If corporations are people too, they should empathize with consumers. Companies may gain advantages relating to customer retention if they focus on the needs of the individuals entrusting them with their data. Privacy is a hot topic of marketing for the technology industry. However, marketing new privacy tactics is no longer only a concern for tech companies in this digital economy. Companies that take precautionary efforts to protect their consumers’ data will ascend those competitors who may have taken a passive approach.

Educate the consumer. Whether that be an employee or a customer, the end user is the best line of defense against an attack. Many federal statutes are already in place in industry-specific contexts such as HIPAA, FCRA, FACTA, PCI DSS, The Privacy Act of 1974, etc. These laws attempt to protect an individual’s personally identifiable information (PII) by restricting a company from sharing information. Employees must know the proper data destruction method for specific PII to guarantee data won’t end up in the wrong hands. Outlining to the customer how their data will be destroyed from the organization post-use will retain their loyalty. Whether it’s a solid-state drive (SSD) or hard disk drive (HDD); failed, erased, or overwritten drives can still contain recoverable data. Regardless, advancements in computing create the ability to process vast amounts of information, and new challenges have emerged as our technology evolves.

Adopting an Acceptable Use Policy (AUP). Acceptable use policies outline when and how employees can use the business’ internet access. They set the stage for concerning questions employees might have regarding the use of PII. These policies cover who needs access to PII, which regulations the company must follow, where are the vulnerabilities in the company’s use of PII, and rules and permissions company personnel have must follow. Regardless of how the data is compromised or lost, or how small the company may be, fines are one of the largest — and most effective — known consequences for mishandling personal data. And let’s not forget that a breach in personal data can also result in severely damaging the brand’s reputation, loss of customer trust, employee dissatisfaction, and increased costs after the breach to recover from the aftermath. As an example, Health Net of the Northeast Inc. agreed to pay for two years of credit-monitoring for 1.5 million members whose details were on a single lost hard drive.

Overall, by empathizing with the individuals at risk, organizations can gain perspective in regard to their client’s privacy, thus strengthening the bond to maintain that level of trust.

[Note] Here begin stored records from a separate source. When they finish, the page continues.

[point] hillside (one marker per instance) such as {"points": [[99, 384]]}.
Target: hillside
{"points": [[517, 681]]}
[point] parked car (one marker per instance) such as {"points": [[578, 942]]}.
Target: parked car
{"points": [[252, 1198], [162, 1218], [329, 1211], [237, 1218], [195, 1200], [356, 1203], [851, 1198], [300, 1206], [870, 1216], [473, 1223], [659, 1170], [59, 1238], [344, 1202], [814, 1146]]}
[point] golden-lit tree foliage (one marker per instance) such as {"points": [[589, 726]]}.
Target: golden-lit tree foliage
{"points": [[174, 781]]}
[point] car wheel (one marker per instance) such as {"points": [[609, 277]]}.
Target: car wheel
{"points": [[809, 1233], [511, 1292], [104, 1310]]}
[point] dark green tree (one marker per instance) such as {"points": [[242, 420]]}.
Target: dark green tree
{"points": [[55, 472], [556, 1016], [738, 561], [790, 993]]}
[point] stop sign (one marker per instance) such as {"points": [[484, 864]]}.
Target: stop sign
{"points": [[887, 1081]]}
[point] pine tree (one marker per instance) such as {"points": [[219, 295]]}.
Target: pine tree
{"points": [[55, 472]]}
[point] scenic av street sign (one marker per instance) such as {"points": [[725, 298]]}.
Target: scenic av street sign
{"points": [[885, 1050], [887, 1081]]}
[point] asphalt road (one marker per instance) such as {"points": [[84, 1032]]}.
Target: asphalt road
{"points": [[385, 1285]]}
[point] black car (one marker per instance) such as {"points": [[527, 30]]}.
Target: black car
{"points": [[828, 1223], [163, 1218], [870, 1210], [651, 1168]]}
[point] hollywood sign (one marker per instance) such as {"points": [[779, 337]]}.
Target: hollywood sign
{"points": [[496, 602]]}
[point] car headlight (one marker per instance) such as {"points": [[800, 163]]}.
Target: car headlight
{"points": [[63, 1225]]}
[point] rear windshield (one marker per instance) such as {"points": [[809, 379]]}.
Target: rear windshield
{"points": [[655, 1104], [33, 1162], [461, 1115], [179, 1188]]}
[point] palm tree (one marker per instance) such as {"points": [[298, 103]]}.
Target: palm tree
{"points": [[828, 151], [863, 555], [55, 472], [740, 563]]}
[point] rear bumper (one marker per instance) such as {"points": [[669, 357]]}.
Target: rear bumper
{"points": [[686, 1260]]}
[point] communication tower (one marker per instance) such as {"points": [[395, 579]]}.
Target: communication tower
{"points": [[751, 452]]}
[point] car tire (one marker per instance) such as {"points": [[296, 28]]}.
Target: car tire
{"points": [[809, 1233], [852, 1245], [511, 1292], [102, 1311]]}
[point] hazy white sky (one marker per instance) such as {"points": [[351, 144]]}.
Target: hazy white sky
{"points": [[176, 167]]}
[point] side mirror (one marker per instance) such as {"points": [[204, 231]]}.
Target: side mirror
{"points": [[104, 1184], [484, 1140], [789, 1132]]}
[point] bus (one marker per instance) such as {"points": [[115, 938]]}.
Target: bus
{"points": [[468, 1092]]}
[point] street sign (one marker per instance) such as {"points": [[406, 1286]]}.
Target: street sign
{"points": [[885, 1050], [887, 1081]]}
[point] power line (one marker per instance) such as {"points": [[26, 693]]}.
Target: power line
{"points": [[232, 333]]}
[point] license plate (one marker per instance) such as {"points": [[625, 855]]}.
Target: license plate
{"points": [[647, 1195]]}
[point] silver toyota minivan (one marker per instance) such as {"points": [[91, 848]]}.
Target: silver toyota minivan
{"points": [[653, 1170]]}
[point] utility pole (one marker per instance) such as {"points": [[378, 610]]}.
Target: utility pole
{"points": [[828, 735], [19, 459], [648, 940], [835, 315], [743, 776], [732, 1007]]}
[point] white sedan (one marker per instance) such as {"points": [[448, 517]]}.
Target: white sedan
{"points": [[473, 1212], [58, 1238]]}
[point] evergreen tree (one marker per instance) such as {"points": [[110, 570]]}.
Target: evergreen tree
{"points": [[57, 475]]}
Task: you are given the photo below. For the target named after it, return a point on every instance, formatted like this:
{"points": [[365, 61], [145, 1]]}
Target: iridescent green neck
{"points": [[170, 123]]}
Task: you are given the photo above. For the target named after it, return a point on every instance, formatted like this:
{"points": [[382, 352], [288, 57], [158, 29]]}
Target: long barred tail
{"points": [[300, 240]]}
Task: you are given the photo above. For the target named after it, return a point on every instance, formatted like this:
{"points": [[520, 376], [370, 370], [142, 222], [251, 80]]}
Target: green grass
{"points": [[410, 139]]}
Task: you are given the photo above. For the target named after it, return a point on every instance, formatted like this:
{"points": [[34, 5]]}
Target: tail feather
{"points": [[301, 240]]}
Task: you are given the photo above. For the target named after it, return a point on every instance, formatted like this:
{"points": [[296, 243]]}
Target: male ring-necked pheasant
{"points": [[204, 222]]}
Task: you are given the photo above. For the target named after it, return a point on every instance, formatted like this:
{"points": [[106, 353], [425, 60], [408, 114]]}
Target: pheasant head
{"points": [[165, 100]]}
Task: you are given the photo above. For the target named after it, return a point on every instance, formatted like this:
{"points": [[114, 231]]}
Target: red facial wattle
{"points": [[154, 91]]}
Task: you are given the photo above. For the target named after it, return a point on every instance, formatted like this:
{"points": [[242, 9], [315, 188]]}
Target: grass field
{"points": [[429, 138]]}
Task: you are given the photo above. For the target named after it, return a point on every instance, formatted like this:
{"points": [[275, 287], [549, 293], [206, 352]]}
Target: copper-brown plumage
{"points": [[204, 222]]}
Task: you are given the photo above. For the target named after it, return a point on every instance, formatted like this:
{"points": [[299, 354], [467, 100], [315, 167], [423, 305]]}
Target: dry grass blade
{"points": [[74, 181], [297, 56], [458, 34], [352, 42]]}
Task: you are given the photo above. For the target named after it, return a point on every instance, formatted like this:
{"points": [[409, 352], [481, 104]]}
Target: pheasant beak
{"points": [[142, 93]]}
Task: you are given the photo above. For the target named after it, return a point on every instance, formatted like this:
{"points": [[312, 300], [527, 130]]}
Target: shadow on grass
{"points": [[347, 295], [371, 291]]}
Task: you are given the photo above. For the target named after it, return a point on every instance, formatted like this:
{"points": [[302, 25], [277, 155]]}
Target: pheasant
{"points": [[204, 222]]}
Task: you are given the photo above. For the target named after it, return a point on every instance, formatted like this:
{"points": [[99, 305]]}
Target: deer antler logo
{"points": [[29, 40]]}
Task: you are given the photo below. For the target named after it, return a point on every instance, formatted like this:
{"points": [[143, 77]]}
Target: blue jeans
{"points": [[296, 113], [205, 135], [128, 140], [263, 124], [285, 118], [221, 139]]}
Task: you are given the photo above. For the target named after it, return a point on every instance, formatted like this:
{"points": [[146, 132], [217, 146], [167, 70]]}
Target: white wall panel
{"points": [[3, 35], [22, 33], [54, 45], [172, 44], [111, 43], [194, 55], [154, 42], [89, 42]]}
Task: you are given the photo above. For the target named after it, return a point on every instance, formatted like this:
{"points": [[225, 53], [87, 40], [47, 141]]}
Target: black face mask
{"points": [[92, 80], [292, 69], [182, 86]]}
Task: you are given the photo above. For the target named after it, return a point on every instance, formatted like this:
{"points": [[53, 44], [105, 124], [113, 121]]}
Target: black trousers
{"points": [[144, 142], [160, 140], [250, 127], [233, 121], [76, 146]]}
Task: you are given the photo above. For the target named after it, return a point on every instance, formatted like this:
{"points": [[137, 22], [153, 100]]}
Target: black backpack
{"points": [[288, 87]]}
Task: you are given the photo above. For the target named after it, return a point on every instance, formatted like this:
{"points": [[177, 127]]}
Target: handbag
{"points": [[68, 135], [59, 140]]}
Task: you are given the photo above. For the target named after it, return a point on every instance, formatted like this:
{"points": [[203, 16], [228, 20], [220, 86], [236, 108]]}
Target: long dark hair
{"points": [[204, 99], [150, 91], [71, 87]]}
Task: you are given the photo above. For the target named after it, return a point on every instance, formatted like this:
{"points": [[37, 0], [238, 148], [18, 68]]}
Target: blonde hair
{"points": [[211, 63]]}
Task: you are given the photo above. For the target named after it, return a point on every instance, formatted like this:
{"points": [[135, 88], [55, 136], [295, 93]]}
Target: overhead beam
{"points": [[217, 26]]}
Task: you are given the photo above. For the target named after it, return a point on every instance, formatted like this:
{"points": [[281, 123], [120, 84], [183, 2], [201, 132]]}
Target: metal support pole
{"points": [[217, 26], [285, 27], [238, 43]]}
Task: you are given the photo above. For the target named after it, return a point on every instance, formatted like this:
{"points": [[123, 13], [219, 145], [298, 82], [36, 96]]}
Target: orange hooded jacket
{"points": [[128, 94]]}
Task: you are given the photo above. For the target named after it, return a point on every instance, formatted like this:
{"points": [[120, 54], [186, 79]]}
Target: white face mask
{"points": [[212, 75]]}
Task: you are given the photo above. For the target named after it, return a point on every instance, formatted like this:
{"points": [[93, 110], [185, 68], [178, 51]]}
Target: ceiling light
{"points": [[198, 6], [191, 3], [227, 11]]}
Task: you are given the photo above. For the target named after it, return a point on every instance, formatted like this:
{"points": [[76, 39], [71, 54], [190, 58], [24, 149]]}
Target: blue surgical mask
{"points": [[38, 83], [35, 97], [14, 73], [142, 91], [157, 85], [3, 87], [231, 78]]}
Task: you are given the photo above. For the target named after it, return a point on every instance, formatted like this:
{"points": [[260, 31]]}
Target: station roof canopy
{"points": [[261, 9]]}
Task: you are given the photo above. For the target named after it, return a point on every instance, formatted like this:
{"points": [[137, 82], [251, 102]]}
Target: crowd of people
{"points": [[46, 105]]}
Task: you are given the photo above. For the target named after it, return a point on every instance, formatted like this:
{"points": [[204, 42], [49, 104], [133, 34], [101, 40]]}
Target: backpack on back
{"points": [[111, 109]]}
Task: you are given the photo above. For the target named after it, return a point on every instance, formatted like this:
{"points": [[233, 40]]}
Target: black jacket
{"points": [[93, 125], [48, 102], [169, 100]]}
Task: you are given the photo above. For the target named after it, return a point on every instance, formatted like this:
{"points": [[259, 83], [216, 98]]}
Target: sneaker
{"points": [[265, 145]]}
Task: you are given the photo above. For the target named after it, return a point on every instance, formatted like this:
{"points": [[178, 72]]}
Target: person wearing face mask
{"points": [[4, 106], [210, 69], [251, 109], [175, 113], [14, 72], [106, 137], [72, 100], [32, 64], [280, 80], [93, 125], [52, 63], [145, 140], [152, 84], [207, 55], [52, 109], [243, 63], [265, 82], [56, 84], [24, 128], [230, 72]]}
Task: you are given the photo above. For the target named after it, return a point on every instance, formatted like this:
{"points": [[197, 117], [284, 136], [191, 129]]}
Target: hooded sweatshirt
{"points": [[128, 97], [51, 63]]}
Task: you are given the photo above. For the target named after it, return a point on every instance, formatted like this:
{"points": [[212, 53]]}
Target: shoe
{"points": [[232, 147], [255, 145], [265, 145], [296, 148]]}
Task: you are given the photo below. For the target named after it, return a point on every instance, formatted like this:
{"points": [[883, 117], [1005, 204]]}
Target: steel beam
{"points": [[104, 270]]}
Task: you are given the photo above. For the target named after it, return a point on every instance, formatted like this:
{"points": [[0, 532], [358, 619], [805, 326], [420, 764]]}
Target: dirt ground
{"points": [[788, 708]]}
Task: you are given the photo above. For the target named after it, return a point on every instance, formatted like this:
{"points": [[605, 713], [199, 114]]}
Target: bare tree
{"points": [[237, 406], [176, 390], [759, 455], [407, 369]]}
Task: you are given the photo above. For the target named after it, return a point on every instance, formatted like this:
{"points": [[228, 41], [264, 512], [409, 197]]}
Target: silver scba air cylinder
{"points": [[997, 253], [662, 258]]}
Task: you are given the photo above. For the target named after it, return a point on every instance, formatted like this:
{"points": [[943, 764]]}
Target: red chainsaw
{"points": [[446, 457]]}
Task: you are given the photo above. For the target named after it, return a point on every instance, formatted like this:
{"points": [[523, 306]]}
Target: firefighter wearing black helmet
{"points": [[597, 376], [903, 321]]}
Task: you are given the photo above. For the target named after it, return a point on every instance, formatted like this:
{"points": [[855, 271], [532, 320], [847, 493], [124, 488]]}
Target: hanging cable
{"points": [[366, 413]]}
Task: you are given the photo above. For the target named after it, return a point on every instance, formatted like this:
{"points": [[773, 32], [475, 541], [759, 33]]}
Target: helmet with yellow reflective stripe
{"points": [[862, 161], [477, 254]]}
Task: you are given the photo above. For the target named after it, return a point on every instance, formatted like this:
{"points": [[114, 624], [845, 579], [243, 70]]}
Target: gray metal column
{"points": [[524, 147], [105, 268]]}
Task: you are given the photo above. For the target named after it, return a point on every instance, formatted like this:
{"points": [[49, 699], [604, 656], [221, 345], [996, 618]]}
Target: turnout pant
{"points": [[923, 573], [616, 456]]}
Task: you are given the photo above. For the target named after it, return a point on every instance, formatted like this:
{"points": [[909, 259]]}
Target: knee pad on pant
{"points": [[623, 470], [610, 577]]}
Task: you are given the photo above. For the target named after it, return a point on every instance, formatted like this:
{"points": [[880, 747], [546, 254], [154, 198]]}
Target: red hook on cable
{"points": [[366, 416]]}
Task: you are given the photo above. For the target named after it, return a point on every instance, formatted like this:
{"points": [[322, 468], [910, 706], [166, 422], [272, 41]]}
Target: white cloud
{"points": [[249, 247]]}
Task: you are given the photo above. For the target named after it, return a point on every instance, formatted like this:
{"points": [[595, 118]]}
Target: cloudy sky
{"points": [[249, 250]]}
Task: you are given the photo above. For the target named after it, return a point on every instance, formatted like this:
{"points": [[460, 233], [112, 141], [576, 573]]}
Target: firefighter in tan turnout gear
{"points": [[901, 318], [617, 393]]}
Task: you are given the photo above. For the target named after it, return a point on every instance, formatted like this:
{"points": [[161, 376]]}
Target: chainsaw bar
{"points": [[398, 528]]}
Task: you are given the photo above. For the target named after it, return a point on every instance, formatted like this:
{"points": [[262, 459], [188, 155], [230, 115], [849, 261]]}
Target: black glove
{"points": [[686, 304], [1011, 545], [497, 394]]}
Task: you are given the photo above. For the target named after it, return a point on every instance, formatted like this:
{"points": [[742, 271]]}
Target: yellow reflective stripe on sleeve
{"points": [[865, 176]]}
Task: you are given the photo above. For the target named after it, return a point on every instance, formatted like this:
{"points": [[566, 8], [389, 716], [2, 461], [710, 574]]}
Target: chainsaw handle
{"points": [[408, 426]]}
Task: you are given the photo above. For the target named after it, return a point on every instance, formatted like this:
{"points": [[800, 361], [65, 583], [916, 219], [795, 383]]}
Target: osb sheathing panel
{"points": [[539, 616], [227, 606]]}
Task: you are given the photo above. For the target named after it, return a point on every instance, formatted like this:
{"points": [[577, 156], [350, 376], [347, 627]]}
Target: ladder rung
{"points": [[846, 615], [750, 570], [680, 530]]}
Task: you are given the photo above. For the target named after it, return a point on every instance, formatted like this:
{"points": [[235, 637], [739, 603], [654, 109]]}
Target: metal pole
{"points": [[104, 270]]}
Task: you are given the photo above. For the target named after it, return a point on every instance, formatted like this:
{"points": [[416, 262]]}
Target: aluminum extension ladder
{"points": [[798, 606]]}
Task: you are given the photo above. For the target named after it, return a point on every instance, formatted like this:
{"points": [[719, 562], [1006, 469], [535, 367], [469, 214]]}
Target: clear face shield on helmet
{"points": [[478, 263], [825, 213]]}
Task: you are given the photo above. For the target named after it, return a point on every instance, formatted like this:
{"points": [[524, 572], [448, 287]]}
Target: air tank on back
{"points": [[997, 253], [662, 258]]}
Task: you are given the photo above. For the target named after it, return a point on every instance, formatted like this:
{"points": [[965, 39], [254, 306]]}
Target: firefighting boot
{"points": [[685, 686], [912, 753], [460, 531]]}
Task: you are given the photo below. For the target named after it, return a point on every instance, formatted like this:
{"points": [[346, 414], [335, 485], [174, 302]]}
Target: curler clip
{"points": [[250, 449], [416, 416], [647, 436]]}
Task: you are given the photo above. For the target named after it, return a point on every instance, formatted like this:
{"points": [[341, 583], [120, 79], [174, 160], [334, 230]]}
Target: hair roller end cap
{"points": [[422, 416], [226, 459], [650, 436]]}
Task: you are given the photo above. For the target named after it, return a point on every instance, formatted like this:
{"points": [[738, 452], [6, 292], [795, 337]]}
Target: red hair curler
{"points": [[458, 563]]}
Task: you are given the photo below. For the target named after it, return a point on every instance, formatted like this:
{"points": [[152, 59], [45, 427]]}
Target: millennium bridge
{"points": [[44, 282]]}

It’s necessary to educate employees and users how PII is controlled using a layer of technology that exhibits practical data privacy practices. By enforcing Acceptable Use Policies within the company, they can lay the groundwork for how this layer of technology is used with respect to PII and who is permitted to handle it. While there are many other protective elements companies can use to reinforce data privacy, being mindful of these few can differentiate your business from competitors.